Airlines disappoint people every day: flights are late, customers get bumped and luggage vanishes, but this is different. It is difficult to think of another corporation physically assaulting a customer in such a manner. Have we seen something like this from McDonalds? Walmart? Starbucks? Delta? No.
United drags a passenger from a plane to make room for an employee? Really? This has sparked some remarkable comments on social media.
The incident raises all sorts of tough questions.
What sort of company culture led to this? Why would anyone think this was the best way to manage the situation?
Were the front-line employees really out of options?
What sort of pressure are they under?
United CEO Oscar Munoz responded this morning, and while the prompt statement was good the wording was tone deaf. In particular, Munoz wrote, “I apologize for having to re-accommodate these customers.” That is a terrible statement. United didn’t “re-accommodate” the passenger in the video; United arranged for him to be physically dragged from the plane.
Munoz needs to quickly apologize for the incident and state that United will try very hard to not leave passengers bloodied and battered. Well, perhaps it should skip that last part. The airline should announce that it is conducting a thorough outside review of its culture and policies in an effort to understand how something like this happened, and to ensure it doesn’t happen again.

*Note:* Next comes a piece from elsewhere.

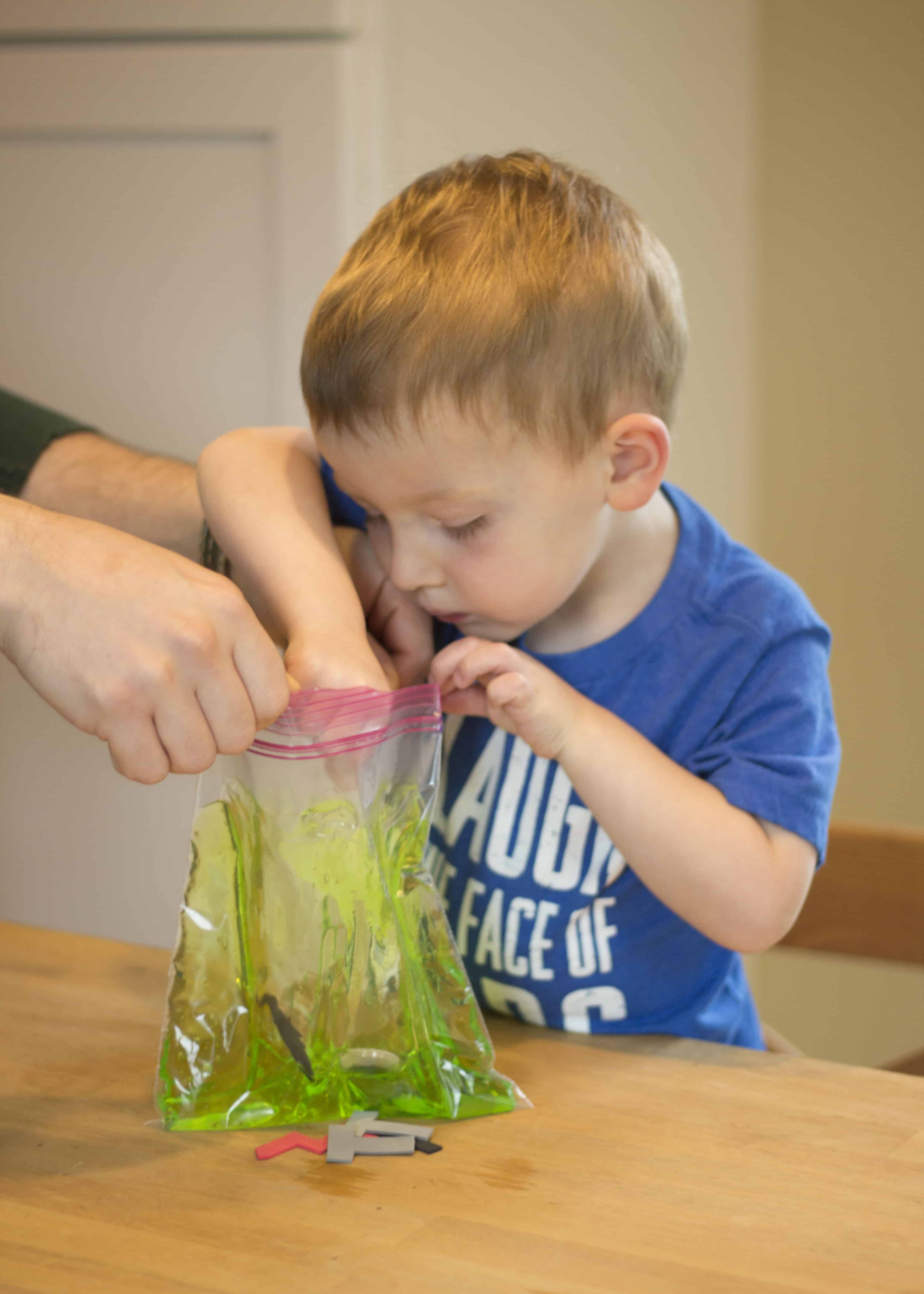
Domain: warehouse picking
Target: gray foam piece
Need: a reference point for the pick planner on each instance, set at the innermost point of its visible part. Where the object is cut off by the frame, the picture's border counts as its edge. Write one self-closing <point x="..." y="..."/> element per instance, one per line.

This a rough day for the United brand.
I’m curious how much of this resulted as a byproduct of broader company culture / official protocol (why did they board the plane if they knew they needed excess capacity for their crew?) vs. front line staff making an error by boarding the plane and making an ill-fated call to security. This is not to rationalize what happened but definitely seems like a need for either a massive overhaul of protocol to handle situations and/or investment in company wide training on these situations to begin to regain some of their lost brand credibility as a result of this horrid incident.
Really bad. I waited 10 hours in an airport Saturday. Problem was that the airline had not grounded planes and canceled flights in really bad weather so they all sat on ground, still ostensibly working,m and the next day (Saturday) when weather was good and planes were there, the crews couldn’t work. Not a good scene. No way to run a business. It was Delta. I wonder what United did in the same conditions.
Indeed Tim, this is a rough day for United.
This brutal action was certainly unexpected. But, upon reflecting on general airlines’ attitude toward passengers, I was outraged but not that surprised. From tighter seat and knee space to low quality of food (“pasta or chicken?”), the goal is seemingly not to find ways to offer a pleasant trip but to cram as many passengers as possible on a plane or in this case to expel a paying passenger without offering proper compensation.
On a recent flight from London to Chicago, in the large economy section which was full, instead of the 6 or 8 toilets, there were only 4 bathrooms. So for most of the flight, folks waited their turn. And this was on a brand new plane.
Sure United must apologize for this appaling incident but all airlines should also rethink their attitude toward passengers
Great comments Tim!
I think United had a simple solution here.
Simple keeping raising the price offer until someone says OK!
Surely someone would have given up their seat for $3,000!